After writing the proposal, receiving justification register number from Vice-Chancellor of research department of Guilan University of Medical Science, and registering the study in Iranian Randomized Clinical Trial Site (IRCT) under No: 201107301138N8, we started this double–blinded clinical trial . This study was conducted on 96 children aged 4-10 years old with ASA physical status I or II, who were all candidates of elective adenotonsillectomy or adenoidectomy (inclusion criteria) from 1390 to 1391. Exclusion criteria included emergency surgery, identified allergy to studied drugs, history of known and active renal, liver, respiratory or cardiovascular diseases, seizure, neurological or neuromuscular disorders, history of chronic pain, or constant the use of analgesic drugs.
After explanation of study issues and fulfilling the informed consent, patients were divided into two groups randomly. The simple randomization was done through selection of either A (for IV acetaminophen) or B (for rectal acetaminophen) card by each patient.
The study was organized in a double-blinded design (i.e. neither the patient nor the assessor knew about the administered medication); however, only the prescribing person was aware of the prescribed drug in order to take required measures in case of unfavorable medication complications.
After intravenous access line establishment; all the children received normal saline 0.9%, 5-10 cc/kg. All the subjects were monitored using electrocardiography, pulse oximetry, capnography, non-invasive blood pressure measurement, and precordial stethoscope during the surgery.
All the children received 0.01 mg/kg atropine, 2 μg/kg fentanyl, and 0.1 mg/kg dexamethasone as antiemetic. Anesthesia was induced by 3-5 mg/kg sodium thiopental and 0.5 mg/kg at racurium. After endotracheal intubation, anesthesia was maintained by 0.5-0.6% isoflurane, 50% oxygen and 50% NO2, and the patients' ventilation was monitored (Tidal Volume = 8-10 cc/kg, RR = 14 breath/min, FiO2 = 50%). Surgery was performed by a unique surgical team of Otolaryngologist residents.
After anesthesia induction, groups A and B received intravenous acetaminophen 10 mg/kg (using 1000 mg vials from UNI-PHARMA S.A. Kifissia, Greece) and rectal acetaminophen 15 mg/kg (using 125 and 325 mg suppositoriy from Aburaihan Co. Tehran, Iran), respectively. At the end of surgery and after extubation, the patients were transferred to recovery room in tonsil position and put under ECG/POM/NIBP monitoring while receiving 4 - 5 lit/min oxygen via a facial mask.

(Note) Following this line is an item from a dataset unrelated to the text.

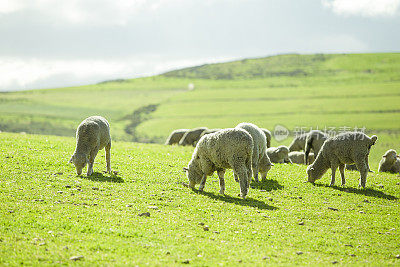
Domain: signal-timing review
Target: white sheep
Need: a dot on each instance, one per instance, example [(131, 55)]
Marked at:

Postoperative pain was assessed based on CHIPPS criteria (children and infants postoperative scales) (
Table 1) and restlessness was evaluated by a four-point scoring system (
1).
[1- Quiet child (no need for intervention), 2– A child that could be comforted (requiring physical contact with parents), 3- Restless child (crying), 4- Child in aggressive mode (requiring physical control to prevent harming themselves)] (
4).
| Crying | Points |
|---|
| No Crying | 0 |
| Whining | 1 |
| Screaming | 2 |
| Facial Expression | |
| Calm | 0 |
| Grimacing | 1 |
| Frowning | 2 |
| Body Condition | |
| Supine | 0 |
| Variable | 1 |
| Agonizing | 2 |
| Posture of Organs | |
| Immobile | 0 |
| Bending | 1 |
| Kicking | 2 |
| Psychomotor Status | |
| Motionless | 0 |
| Average Motion | 1 |
| Restless | 2 |
In case the patients were suffering from the pain in spite of full dose acetaminophen administration (CHIPPS > 4), pethidine (0.5 mg/kg) was injected intravenously.
Finally, collected data were analyzed by statistical software (SPSS ver.16). Chi square and T-test were used for data analysis. P-value was less than 0.05, was considered assignificant.